Prerequisites: Module 6.2: CIS Benchmarks


After completing this module, you will be able to:

  1. Compare assessment types: vulnerability scans, penetration tests, security audits, and threat models
  2. Evaluate Kubernetes security posture using structured assessment methodologies
  3. Assess findings from security assessments to prioritize remediation by risk
  4. Design an ongoing security assessment program for Kubernetes environments

“In 2018, hackers breached Tesla’s cloud environment, hijacking their Kubernetes clusters to mine cryptocurrency. The entry point? A Kubernetes dashboard exposed to the internet with no authentication. It’s a stark reminder: the average time to detect a cloud misconfiguration is often measured in weeks or months.”

Welcome to the final conceptual module of KCSA. Think of building a cluster like building a bank. You can install the best locks (RBAC) and cameras (Audit Logs), but how do you know they work? Security assessments evaluate your Kubernetes security posture through systematic analysis, testing, and review. Understanding assessment types and processes helps you identify gaps, prioritize improvements, and demonstrate security to stakeholders.

KCSA tests your understanding of threat modeling, security assessments, and audit processes.


Different assessments answer different questions. You wouldn’t hire a lockpicker to check if your blueprints are correct, just as you wouldn’t use a vulnerability scanner to understand your business logic flaws.

Assessment TypePurposeCoverageSkill RequiredCostFalse Positives
Vulnerability ScanningFind known CVEs and bad configsHigh (automated)LowLowMedium-High
Security AuditVerify policy/complianceBroadMediumMediumLow
Penetration TestingExploit flaws to prove riskTargetedHighHighLow
Threat ModelingFind design flaws earlyArchitectureMediumLowN/A
Red TeamingTest detection & responseDeepVery HighVery HighLow
flowchart TD
A[What is your primary goal?] --> B{Goal}
B -->|Find known CVEs fast| C[Vulnerability Scan]
B -->|Prove compliance to auditors| D[Security Audit]
B -->|Find flaws before building| E[Threat Modeling]
B -->|See if we can be hacked| F[Penetration Testing]
B -->|Test incident response| G[Red Team Exercise]
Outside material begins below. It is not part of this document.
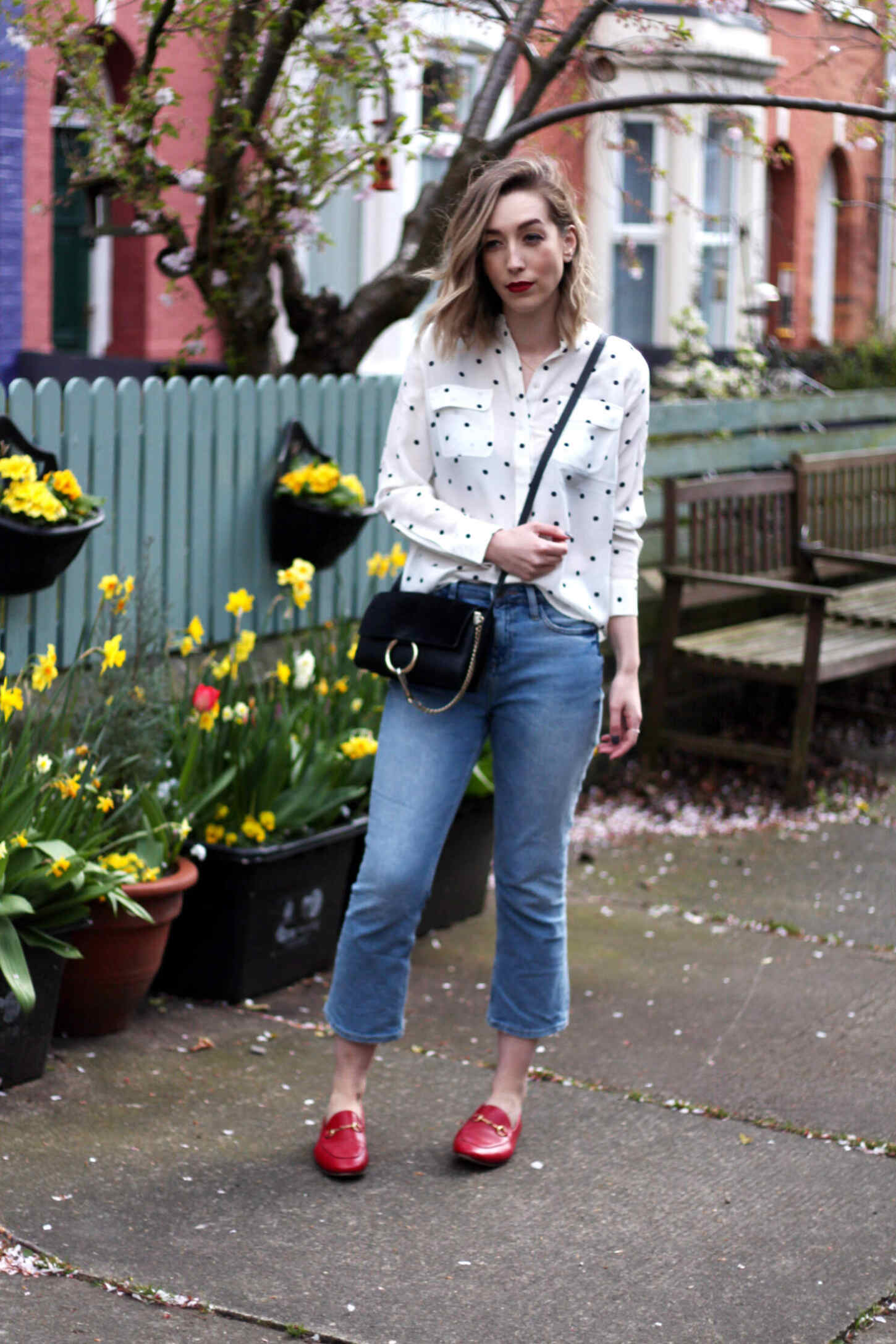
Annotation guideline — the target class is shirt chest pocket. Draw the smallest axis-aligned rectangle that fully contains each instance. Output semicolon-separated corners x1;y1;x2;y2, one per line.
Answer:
554;397;623;480
426;383;494;457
Pause and predict: Match the Scenario

  1. You want to ensure developers aren’t running images as root in CI/CD.
  2. You need to prove to a customer that an attacker can’t breach your multitenant cluster.
  3. You are designing a new microservice and want to find security flaws before coding starts.
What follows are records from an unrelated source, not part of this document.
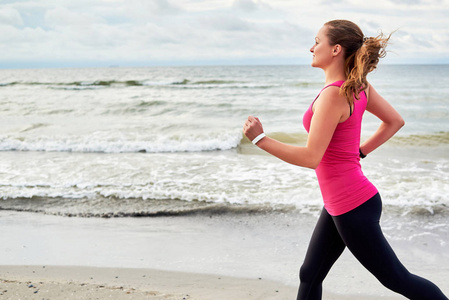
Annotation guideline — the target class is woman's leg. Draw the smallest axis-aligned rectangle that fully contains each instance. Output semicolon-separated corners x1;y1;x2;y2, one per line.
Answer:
297;209;345;300
333;194;448;300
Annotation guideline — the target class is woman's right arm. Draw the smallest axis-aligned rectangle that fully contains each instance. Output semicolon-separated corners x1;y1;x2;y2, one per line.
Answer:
360;84;405;155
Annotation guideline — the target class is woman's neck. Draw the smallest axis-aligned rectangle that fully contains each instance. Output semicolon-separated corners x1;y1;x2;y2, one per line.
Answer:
324;60;346;85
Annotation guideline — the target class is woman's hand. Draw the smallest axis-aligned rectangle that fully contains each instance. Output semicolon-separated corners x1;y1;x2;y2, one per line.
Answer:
243;116;263;141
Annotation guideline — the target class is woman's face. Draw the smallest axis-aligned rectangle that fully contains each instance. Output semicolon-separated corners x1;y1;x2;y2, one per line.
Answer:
310;26;334;69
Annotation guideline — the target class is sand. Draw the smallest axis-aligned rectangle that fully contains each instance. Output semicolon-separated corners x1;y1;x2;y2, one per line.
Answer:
0;211;449;300
0;266;400;300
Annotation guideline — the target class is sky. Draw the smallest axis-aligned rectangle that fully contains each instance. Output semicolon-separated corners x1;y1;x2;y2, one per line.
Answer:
0;0;449;68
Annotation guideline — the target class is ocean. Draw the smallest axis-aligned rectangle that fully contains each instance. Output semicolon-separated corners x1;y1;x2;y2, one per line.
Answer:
0;65;449;217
Answers: 1 = Vulnerability Scanning, 2 = Penetration Testing, 3 = Threat Modeling.


Think of threat modeling like reviewing the architectural blueprints of a bank before pouring the concrete. It is a systematic analysis of potential threats, allowing you to identify and fix design flaws when they are cheapest to address.

STRIDE is a mnemonic developed at Microsoft that helps you categorize different types of threats.

CategoryWhat it meansKubernetes ExampleMitigation
SpoofingPretending to be someone elseForging a ServiceAccount tokenStrong auth, mTLS
TamperingModifying data or codeAltering a container imageImage signing, read-only root FS
RepudiationDenying actions were performedDeleting audit logsImmutable audit logging
Information DisclosureUnauthorized data accessReading Secrets via APISecrets encryption, RBAC
Denial of ServiceMaking system unavailableCPU exhaustion by a podResourceQuotas, Limits
Elevation of PrivilegeGaining unauthorized accessContainer escape to hostPod Security Standards

Stop and think: STRIDE identifies threats but doesn’t tell you which are most dangerous. If you applied STRIDE to a Kubernetes ingress controller and found threats in all 6 categories, how would you decide which to address first? (Hint: You would assess the Risk by multiplying the Likelihood of the attack by its potential Impact on the business.)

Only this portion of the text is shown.